The Sangh also dispatched a handful of ‘observers’ to Kannur — which it has termed as the epicentre of political violence targeted at RSS and BJP activists — to ‘capture’ the plight of its workers and to initiate a nationwide campaign against the Left in Kerala. Crime records show that both the RSS and the CPM cadres were equally responsible for a spate of violence in the northern district and elsewhere. Between 2000 and 2016, RSS lost 31 workers and the CPM 30. However, the RSS-steered blitz successfully managed to project workers of the Hindu nationalist party as more of victims than perpetrators. Meanwhile, in recent weeks, RSS and BJP workers have taken out public processions against “Redtrocity”, a Sangh nomenclature for violence unleashed by the Left against its workers, from Bhuj in Gujarat to Kanyakumari in Tamil Nadu to Korba in Chhattisgarh and Dibrugarh in Assam to Shimla in Himachal Pradesh.

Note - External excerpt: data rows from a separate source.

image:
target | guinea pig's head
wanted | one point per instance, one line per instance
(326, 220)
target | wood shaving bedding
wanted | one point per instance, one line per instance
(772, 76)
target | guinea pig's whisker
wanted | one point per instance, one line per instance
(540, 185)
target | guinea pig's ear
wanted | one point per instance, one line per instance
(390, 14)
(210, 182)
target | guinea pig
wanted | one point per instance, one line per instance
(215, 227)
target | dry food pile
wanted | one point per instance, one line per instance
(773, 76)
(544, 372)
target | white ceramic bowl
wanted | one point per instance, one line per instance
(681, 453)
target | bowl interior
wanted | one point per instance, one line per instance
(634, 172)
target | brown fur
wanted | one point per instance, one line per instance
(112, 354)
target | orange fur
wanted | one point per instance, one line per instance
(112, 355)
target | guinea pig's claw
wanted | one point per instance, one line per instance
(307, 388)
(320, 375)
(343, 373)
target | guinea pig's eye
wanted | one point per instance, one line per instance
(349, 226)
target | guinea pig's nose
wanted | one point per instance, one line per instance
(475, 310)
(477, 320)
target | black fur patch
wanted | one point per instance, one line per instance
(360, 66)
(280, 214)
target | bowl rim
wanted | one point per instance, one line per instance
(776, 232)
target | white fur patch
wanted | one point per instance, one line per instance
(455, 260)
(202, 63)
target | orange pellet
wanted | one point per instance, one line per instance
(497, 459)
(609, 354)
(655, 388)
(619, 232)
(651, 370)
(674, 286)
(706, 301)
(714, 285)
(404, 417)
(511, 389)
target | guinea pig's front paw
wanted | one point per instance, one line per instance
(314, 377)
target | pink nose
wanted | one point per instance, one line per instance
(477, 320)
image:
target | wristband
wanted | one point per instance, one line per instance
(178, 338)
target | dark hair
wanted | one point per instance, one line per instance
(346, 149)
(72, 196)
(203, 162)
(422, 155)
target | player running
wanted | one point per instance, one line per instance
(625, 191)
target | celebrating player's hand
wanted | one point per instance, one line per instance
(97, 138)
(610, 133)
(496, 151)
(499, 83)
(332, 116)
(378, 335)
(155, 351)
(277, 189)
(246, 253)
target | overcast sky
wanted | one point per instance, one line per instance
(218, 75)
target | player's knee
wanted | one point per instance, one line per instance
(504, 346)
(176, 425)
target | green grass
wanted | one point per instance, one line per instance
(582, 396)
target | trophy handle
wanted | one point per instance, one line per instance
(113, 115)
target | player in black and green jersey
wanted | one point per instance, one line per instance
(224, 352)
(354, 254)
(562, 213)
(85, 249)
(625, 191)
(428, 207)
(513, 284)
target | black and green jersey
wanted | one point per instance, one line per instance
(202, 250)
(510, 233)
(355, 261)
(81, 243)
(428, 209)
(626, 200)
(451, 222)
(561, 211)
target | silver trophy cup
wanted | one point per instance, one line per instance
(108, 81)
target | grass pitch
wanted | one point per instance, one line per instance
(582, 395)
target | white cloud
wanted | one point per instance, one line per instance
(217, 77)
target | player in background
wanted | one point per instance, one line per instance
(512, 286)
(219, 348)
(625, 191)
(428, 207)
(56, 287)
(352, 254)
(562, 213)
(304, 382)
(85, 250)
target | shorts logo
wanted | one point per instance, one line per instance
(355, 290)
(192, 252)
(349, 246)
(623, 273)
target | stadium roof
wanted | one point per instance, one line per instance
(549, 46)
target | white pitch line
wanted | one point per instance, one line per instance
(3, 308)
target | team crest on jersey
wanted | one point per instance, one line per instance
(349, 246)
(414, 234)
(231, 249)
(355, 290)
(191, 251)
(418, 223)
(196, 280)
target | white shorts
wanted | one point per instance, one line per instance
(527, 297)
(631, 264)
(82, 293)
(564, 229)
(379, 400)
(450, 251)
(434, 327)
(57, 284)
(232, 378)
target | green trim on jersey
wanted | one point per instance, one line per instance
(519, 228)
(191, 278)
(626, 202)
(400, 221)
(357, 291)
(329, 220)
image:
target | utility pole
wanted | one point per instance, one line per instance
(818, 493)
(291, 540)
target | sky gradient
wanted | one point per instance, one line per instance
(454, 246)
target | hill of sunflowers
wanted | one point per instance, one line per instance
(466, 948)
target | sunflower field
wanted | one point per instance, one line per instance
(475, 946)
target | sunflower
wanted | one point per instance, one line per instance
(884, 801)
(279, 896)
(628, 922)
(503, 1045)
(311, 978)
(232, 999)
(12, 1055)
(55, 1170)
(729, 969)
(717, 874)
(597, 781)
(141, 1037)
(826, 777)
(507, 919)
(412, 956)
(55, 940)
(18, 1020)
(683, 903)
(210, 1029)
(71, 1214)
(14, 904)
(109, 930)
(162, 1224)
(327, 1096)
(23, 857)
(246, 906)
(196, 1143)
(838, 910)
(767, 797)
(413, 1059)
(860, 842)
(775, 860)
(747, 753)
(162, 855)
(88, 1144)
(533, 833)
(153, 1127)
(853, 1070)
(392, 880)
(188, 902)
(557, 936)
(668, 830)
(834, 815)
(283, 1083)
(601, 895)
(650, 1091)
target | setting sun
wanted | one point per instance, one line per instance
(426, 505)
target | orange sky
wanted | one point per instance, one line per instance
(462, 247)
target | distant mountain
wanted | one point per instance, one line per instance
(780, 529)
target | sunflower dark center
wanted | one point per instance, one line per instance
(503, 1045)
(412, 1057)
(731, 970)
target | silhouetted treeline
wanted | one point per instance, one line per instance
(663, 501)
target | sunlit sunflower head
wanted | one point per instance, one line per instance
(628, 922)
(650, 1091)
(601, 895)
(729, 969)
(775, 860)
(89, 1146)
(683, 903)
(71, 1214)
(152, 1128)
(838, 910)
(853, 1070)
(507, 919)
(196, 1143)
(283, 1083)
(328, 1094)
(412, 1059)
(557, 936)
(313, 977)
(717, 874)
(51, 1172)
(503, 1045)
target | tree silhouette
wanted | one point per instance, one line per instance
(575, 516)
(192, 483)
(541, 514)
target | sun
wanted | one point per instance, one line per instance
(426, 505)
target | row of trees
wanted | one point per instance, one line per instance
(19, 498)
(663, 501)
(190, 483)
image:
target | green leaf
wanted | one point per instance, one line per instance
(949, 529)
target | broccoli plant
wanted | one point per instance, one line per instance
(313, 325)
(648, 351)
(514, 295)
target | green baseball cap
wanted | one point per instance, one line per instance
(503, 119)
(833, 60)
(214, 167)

The RSS and the BJP have claimed that neither the Left nor the Congress, which have shared power since the formation of the state in 1956, have protected the interests of the Hindus; the state accounts for over 54% Hindus while close to 45% are either Muslim or Christian. The prosperity of the minorities in the state many of whom have hit pay dirt thanks to the Gulf Boom has triggered much jealousy. Christians and the Muslims also enjoy enormous political power. As of now, the CPM wields tremendous clout among the Hindus of Kerala, which prides itself for its high social indicators. Yet, hopes are high in the BJP that the appeal of its campaign spearhead Prime Minister Narendra Modi and the tactics of party president Amit Shah will help it pull off stunning poll gains in 2019 in a state whose political narrative has so far been defined by bipolar contests between the Left and the Congress-led coalition.